Disruptions tied to the Iran conflict are beginning to ripple through healthcare supply chains — but for many hospital leaders, the response so far has been less about crisis management and more about reinforcing systems, tightening oversight and preparing for prolonged instability.
The concerns follow a series of supply shocks affecting critical inputs across healthcare operations. Damage to production facilities and shipping disruptions have already reduced roughly one-third of the global helium supply, raising concerns for imaging services that rely on the gas for MRI machines and certain surgical procedures. At the same time, glove manufacturers have raised prices by as much as 40% as raw material costs climb, with analysts warning that sustained disruption could lead to shortages in the coming months.
Against that backdrop, supply leaders say the core issue is not any single shortage — but whether supply chains are built to adapt.
At Ventura, Calif.-based Community Memorial Healthcare, the focus has shifted inward. Rather than reacting to disruptions as they arise, supply chain teams are sharpening oversight of utilization and contract performance.
“Geopolitical volatility forces us to hyper-focus on utilization within high-volume, committed contract structures,” said Michael Alfaro, director of materials management. “While we leverage these relationships and hold our primary partners strictly accountable, the reality of sudden allocation shifts demands an engineered, parallel sourcing architecture.”
That approach reflects a broader departure from traditional, linear supply models. For Mr. Alfaro, the greatest risk is not any one disruption — but dependence on systems not designed for sustained global volatility.
“The greatest vulnerability is a reliance on legacy supply models,” he said. “Our standard operating procedure is strict, silent redundancy to ensure clinical continuity remains entirely insulated from global friction.”
At Shelbyville, Ind.-based Major Health Partners, early awareness of potential disruption has enabled a more proactive response. Don Barton, chief technical officer and director of supply chain management, said his team began adjusting procurement strategies before shortages fully materialized.
“We’ve adjusted our procurement strategy by recognizing it early and slowly built up a modest safety stock for our gloves prior to allocations being implemented by the manufacturers,” he said.
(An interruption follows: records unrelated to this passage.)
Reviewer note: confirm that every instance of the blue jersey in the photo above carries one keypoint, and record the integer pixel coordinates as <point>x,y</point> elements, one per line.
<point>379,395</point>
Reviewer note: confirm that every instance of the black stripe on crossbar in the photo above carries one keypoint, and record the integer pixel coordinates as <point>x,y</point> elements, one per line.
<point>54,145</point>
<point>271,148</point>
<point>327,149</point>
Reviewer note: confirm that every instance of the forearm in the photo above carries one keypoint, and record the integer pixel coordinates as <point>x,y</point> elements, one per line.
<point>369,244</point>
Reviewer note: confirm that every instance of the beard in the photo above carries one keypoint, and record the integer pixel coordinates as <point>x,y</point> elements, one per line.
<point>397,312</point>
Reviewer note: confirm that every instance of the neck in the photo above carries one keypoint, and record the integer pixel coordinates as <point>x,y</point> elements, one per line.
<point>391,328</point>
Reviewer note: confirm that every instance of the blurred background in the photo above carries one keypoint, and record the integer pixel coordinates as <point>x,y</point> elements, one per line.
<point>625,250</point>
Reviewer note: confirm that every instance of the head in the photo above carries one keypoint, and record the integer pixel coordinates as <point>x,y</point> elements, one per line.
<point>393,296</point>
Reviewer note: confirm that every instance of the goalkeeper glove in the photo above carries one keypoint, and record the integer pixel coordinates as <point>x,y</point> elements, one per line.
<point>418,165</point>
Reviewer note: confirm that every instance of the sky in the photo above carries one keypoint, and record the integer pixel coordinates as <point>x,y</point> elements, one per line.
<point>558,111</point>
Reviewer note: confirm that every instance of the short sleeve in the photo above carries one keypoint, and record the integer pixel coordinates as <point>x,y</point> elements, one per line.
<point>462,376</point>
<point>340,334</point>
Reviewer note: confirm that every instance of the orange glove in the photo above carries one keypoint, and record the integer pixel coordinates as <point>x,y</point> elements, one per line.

So far, those steps — along with existing supplier agreements — have helped limit operational impact. Pricing pressures are emerging, particularly in the glove market, but have not yet affected the organization significantly, he said.
Helium, while critical to imaging and cryogenics infrastructure, remains a secondary concern for day-to-day operations — though leaders are monitoring the market closely as global supply tightens.
“We’re watching helium availability from a distance due to its role in imaging and cryogenics, but from a day-to-day standpoint it doesn’t impact us,” Mr. Barton said.
Looking ahead, Mr. Barton pointed to a familiar vulnerability.
“As we prepare for potential prolongation, our primary vulnerability remains single-source dependencies in specialty gases and gloves,” he said.